|Abstract:||Classification problems in machine learning involve assigning labels to various kinds of output types, from single assignment binary and multi-class classification to more complex assignments such as category ranking, sequence identification, and structured-output classification. Traditionally, most machine learning algorithms and theory is developed for the binary setting. In this dissertation, we provide a framework to unify these problems. Through this framework, many algorithms and significant theoretic understanding developed in the binary domain is extended to more complex settings.

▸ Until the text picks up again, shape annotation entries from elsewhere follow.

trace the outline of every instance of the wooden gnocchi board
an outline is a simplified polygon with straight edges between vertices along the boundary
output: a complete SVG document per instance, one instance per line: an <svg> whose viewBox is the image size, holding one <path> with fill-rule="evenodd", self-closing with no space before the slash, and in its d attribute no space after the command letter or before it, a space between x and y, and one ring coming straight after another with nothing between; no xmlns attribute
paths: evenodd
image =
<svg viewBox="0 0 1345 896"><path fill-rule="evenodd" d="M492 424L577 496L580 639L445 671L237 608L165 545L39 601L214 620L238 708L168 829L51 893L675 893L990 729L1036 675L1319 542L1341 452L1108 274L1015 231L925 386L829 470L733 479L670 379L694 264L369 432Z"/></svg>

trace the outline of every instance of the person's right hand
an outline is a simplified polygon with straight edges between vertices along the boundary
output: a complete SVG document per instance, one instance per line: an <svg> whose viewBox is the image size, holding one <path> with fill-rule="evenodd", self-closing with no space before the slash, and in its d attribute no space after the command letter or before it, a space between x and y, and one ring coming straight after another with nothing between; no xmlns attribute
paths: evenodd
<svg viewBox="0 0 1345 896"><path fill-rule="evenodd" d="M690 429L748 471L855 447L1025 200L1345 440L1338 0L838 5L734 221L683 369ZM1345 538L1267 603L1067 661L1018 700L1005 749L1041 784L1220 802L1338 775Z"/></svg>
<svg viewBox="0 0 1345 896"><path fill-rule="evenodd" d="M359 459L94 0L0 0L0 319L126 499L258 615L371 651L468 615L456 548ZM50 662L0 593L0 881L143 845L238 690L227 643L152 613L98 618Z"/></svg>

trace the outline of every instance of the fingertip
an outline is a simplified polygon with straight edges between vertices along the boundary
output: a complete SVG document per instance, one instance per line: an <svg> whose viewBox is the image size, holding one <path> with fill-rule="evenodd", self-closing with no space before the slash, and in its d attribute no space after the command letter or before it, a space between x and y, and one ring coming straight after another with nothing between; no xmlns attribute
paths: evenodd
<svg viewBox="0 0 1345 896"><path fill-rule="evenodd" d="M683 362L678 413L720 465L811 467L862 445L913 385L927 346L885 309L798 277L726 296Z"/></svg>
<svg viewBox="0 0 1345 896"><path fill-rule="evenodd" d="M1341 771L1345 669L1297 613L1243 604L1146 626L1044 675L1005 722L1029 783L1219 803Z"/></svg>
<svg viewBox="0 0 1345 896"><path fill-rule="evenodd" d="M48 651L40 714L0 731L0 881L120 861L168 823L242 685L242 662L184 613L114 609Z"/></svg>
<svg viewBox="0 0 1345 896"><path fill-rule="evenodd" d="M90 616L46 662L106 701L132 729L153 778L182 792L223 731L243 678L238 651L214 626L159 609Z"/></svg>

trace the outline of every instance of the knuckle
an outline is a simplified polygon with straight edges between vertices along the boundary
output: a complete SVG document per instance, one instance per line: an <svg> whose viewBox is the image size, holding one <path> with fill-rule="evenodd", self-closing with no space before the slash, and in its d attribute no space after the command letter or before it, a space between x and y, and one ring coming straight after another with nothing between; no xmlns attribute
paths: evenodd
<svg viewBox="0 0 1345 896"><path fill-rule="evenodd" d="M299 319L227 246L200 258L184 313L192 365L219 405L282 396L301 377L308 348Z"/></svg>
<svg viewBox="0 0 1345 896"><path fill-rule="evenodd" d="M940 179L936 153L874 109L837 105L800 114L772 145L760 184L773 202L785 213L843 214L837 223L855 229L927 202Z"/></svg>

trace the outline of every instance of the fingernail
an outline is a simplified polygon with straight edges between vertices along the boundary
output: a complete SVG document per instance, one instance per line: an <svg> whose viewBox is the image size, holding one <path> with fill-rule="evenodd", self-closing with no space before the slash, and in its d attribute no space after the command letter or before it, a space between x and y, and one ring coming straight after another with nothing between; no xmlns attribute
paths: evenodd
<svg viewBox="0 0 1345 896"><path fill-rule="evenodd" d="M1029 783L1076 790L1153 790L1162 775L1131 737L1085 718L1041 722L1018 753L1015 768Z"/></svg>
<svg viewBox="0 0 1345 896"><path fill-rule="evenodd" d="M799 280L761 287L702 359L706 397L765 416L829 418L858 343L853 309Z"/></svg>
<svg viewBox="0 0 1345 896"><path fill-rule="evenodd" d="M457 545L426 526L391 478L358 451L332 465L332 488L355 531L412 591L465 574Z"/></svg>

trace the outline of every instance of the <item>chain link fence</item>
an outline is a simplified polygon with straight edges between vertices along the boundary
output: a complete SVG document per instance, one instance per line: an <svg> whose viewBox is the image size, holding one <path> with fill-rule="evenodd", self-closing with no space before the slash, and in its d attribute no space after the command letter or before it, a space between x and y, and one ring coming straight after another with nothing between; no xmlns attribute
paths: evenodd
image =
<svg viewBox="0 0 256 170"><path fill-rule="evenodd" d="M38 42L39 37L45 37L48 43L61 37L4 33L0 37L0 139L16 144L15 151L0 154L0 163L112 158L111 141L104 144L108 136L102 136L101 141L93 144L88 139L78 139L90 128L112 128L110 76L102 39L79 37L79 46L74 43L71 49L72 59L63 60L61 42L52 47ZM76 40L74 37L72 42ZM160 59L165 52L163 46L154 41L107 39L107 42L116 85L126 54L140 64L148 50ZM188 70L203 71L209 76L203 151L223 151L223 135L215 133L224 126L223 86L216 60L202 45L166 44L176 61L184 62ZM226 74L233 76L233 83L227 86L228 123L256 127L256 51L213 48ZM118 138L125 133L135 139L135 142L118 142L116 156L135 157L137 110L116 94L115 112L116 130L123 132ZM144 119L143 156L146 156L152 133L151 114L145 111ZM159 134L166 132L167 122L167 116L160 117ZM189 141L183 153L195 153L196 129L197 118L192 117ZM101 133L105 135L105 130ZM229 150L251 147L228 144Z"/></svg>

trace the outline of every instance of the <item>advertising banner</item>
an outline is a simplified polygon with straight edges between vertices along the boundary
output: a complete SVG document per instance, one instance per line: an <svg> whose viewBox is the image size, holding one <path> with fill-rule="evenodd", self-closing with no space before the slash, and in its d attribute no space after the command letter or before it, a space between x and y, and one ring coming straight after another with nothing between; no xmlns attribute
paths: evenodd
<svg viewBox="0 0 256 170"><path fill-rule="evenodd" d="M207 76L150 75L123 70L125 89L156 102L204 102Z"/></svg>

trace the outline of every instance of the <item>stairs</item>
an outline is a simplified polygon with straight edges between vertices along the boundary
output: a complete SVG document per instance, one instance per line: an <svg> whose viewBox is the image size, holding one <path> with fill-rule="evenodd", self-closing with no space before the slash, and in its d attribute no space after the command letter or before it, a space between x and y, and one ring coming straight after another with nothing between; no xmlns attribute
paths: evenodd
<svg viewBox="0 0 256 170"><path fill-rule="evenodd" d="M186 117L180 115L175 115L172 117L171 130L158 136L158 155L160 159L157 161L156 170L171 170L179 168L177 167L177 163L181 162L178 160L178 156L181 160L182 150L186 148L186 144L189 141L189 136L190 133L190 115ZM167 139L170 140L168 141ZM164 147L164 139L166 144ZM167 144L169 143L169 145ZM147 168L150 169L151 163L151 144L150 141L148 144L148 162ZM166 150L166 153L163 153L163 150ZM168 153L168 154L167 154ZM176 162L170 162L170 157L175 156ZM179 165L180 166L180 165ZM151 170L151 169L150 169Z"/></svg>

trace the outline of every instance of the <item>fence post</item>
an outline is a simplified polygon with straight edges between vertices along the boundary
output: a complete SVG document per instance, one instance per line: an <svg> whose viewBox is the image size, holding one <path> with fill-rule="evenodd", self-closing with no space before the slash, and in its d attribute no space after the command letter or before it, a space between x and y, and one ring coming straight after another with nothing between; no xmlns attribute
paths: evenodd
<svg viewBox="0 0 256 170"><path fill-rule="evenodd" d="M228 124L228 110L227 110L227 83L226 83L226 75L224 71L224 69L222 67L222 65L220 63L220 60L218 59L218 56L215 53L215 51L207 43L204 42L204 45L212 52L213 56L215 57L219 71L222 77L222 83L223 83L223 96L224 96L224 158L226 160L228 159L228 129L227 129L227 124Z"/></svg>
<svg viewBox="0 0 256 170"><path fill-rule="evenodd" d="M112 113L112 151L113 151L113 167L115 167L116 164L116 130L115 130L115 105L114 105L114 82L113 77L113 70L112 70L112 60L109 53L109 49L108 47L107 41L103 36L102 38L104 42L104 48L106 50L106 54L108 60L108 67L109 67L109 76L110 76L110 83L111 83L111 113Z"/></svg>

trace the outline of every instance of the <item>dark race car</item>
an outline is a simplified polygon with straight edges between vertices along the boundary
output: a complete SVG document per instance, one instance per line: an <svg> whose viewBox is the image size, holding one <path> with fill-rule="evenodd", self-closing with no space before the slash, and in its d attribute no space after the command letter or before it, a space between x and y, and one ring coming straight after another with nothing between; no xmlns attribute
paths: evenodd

First, we introduce Constraint Classification, a learning framework that provides a unified view of complex-output problems. Within this framework, each complex-output label is viewed as a set of constraints, sufficient enough to capture the information needed to classify the example. Thus, prediction in the complex-output setting is reduced to determining which constraints, out of a potentially large set, hold for a given example---a task that can be accomplished by the repeated application of a single binary classifier to indicate whether or not each constraint holds. Using this insight, we provide a principled extension of binary learning algorithms, such as the support vector machine and the Perceptron algorithm to the complex-output domain. We also show that desirable theoretical and experimental properties of the algorithms are maintained in the new setting.
Second, we address the structured output problem directly. Structured output labels are collections of variables corresponding to a known structure, such as a tree, graph, or sequence that can bias or constrain the global output assignment. The traditional approach for learning structured output classifiers, that decomposes a structured output into multiple localized labels to learn independently, is theoretically sub-optimal. In contrast, recent methods, such as constraint classification, that learn functions to directly classify the global output can optimal performance. Surprisingly, in practice it is unclear which methods achieve state-of-the-art performance. In this work, we study under what circumstances each method performs best. With enough time, training data, and representative power, the global approaches are better. However, we also show both theoretically and experimentally that learning a suite of local classifiers, even sub-optimal ones, can produce the best results under many real-world settings.
Third, we address an important algorithm in machine learning, the maximum margin classifier. Even with a conceptual understanding of how to extend maximum margin algorithms to more complex settings and performance guarantees of large margin classifiers, complex outputs render traditional approaches intractable in more complex settings. We introduce a new algorithm for learning maximum margin classifiers using coresets to find provably approximate solution to maximum margin linear separating hyperplane. Then, using the constraint classification framework, this algorithm applies directly to all of the previously mentioned complex-output domains. In addition, coresets motivate approximate algorithms for active learning and learning in the presence of outlier noise, where we give simple, elegant, and previously unknown proofs of their effectiveness.